The DOL’s proposed delay of the Fiduciary Rule received a significant number of public comments. Approximately 178,000 of the 193,000 comments opposed the delay (with 15,000 in support). Many commenters opposed the delay because its duration was too short. In addition to the delay by the DOL, there is the potential that a court may invalidate the Fiduciary Rule itself on process defects in the rule-making process because: 1) the DOL did not subject the rule to a full 60-day notice and comment period; and 2) the DOL released the rule very quickly after the end of the comment period. Assuming the final rule is not invalidated by a court and there are not additional delays by the DOL, the new compliance dates are June 9, 2017 and January 1, 2018, depending on the specific requirement.

FEDERAL TAX REFORM STALLS

There has been significant pushback against a major component of the tax reform blueprint House Republicans issued to outline proposed tax reforms in 2017 – the border adjustability proposal. This proposal had largely been ignored until now, when tax reform looks like it may happen. The proposal means a big change in how business income is taxed, moving away from taxing based on where goods are produced or where businesses are headquartered and toward taxing based on where goods/services are consumed. The result would be that U.S. exports would be exempt from taxes, whereas U.S. imports would be taxed.

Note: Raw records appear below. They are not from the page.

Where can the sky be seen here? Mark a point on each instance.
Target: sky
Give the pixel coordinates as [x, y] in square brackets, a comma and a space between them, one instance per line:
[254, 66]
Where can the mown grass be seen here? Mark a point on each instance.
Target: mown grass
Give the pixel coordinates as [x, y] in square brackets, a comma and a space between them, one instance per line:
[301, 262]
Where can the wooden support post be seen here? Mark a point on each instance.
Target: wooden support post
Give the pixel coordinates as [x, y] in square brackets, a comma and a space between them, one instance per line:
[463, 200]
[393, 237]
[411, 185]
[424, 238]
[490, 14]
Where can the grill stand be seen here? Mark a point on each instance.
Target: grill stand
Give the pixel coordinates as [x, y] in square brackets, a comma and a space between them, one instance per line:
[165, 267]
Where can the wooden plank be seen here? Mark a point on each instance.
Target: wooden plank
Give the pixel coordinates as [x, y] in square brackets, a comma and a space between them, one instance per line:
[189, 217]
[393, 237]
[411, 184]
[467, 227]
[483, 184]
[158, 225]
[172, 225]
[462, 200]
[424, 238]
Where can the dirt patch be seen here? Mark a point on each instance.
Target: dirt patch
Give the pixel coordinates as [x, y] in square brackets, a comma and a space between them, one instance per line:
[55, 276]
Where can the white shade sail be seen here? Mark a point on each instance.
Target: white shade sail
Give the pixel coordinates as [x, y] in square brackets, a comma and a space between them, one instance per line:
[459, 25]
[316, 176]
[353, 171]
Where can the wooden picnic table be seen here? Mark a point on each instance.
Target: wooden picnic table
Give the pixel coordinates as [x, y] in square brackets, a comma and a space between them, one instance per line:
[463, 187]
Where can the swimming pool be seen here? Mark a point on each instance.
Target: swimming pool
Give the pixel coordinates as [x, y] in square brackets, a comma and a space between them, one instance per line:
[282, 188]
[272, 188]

Multiple industries have descended on Washington to wage an all-out lobbying war. Several committee members of the House and Means Committee have expressed concerns about the border adjustability provision and have even called for a hearing on the measure. On the Senate side, there appears to be enough opposition to the border adjustability proposal that the provision will not have the support necessary to pass the Senate. While there seems to be a strong congressional desire to implement tax reform in general, there appears to be enough opposition to stall the proposed tax reform in its current state.

PROPOSED REGULATIONS TO ALLOW FORFEITURE ACCOUNTS TO FUND QNECS AND QMACS

In January, the Internal Revenue Service (IRS) published proposed regulations that would allow employers to use their retirement plan’s forfeiture account to pay for both qualified non-elective contributions (QNECs) and qualified matching contributions (QMACs). These QNECs and QMACs are important to plan sponsors because they are utilized as a plan design feature to satisfy both the annual deferral percentage and annual contribution percentage for non-discrimination requirements.

The IRS has indicated that employers may immediately rely on these proposed regulations. Previously, the IRS required QNECs and QMACs to be non-forfeitable when they are first contributed to the plan. The IRS is reversing its previous position on forfeiture accounts by allowing these contributions to be non-forfeitable when they are allocated to participants’ accounts, clearly permitting QNECs and QMACs to be funded through the plan’s forfeiture account. Comments on the proposal are due by April 18, 2017.

IMPORTANT DISCLOSURES: These materials are provided for general information and educational purposes based upon publicly available information from sources believed to be reliable—Arnerich Massena cannot assure the accuracy or completeness of these materials. The information in these materials may change at any time and without notice.